Quoi que « cela » soit en vérité, son sens est bien au-delà de toute définition, de toutes représentations que l'esprit humain peut en former, bien au-delà de la conception que les religions en donnent et que les interprétations bornées en font. Par l'arrêt de l'activité de l'esprit, « citta vrtti nirodhah » I.2, le yoga ne vise pas à atteindre un objectif déterminé, qui revêtirait la forme d'états de conscience modifiés dont l'apogée serait le Samâdhi. Le yoga invite à une compréhension expérientielle, qui est une (co)naissance spirituelle de notre êtreté, dont la lumière illumine à travers notre samkalpa.

Dans le yoga Nidra, cette intention formule la volonté du retour à l'état natif de l'âme individuelle, où le Soi, l'atman (« principe de vie ; esprit, intelligence | essence HUET») est une « mémoire non consciente, originelle d'un état de non-séparation AR », dans laquelle l'être ne se différencie pas de l'unité qui subsume tous les êtres dans une essence Une et Indivisible.

Pour le courant du Shivaïsme du Cachemire dit de la « Renaissance », c'est le principe selon lequel « toute expérience est l'Absolu se révélant à lui-même (...) nous sommes l'Être total ne connaissant qu'une partie de lui-même[vi] » et qui, par le yoga, s'éveille à sa propre (re)connaissance. Une philosophie qui s'exprime à travers l'affirmation : « nous sommes Dieu ».

Le Vedanta, qui regroupe les plus hauts enseignements métaphysiques sous la forme des Upanishads[vii], postule l'identité de la conscience universelle Brahman avec la conscience individuelle l'atman - plus précisément le jivatman, l'âme incarnée -. La doctrine non dualiste de l'Advaita Vedanta a cette formule : Tat tvam asi, « Cela est le Brahman. Tu est Cela[viii] ».

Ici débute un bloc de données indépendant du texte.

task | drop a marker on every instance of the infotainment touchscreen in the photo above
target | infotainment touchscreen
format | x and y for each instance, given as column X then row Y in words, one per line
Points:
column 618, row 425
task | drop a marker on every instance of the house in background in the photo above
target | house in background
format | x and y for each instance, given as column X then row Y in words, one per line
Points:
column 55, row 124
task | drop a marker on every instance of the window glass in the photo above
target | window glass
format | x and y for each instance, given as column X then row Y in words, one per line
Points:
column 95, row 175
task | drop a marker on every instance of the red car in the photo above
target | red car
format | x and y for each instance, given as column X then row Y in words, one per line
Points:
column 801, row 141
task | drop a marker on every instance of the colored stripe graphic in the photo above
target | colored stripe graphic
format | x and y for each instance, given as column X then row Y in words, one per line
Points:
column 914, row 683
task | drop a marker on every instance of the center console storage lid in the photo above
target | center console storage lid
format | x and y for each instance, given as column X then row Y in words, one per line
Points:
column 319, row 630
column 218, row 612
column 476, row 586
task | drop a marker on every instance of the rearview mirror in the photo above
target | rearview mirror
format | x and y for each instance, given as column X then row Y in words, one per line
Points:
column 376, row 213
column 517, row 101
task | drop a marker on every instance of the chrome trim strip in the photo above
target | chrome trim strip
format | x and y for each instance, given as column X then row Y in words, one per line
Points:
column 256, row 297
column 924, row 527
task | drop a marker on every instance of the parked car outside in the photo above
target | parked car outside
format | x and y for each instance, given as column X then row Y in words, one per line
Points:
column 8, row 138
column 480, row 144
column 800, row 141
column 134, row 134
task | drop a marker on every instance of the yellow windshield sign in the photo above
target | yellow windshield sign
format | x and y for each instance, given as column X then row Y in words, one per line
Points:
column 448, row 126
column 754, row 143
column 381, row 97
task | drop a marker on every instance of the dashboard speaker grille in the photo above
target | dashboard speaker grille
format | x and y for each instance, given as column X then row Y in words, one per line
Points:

Les différents darshanas philosophiques de l'Inde poseraient donc comme finalité au samkalpa métaphysique d'amener Shiva ou le Purusha dans le Sâmkhya à « faire l'expérience » de la vie. Se comprend alors son désir de retour comme un mouvement inverse de réintégration, par le « non-faire »[ix] pour le yoga shivaïte ou par l'ascèse psycho-physique et méditative pour le yoga de Patanjali. En définitive, tous les courants de pensée du Vedanta se rejoignent ainsi sur l'identité de l'essence du Soi à l'Être et sur l'(en)quête expérientielle visant « la recherche de l'unité au sein de la diversité[x] ».

Inédit ou remémoré, ce discernement spirituel est une (co)naissance spontanée et flamboyante. La conscience pure du Soi est l'expérience spirituelle d'un surgissement - l'apparition d'une présence indicible et insaisissable au cœur du silence de la conscience - où la Joie qui apparaît au sentiment de notre unité s'illumine de l'évidence radieuse de notre unicité dans l'Être. « ...la Réalisation doit comprendre tout ; tout embrasser, et en tout l'on doit reconnaître son propre Soi (...) Que l'Un est en tout et que tout est dans l'Un doit se révéler simultanément[xi] ».

Cette intrication fait de la (co)naissance de notre unité, une (re)connaissance du Tout, comme la réflexion d'un miroir dans un autre subsume leurs identités. Lorsque le Soi réalise sa propre cognition, toute dualité est abolie, tous les contraires sont résorbés. Il ne s'agit toutefois pas d'un retour à l'état originel, avant le « bourgeonnement de la manifestation AR » - le déploiement de l'Un dans le multiple - comme si le cours du temps s'inversait, ramenant le Soi à son point de départ.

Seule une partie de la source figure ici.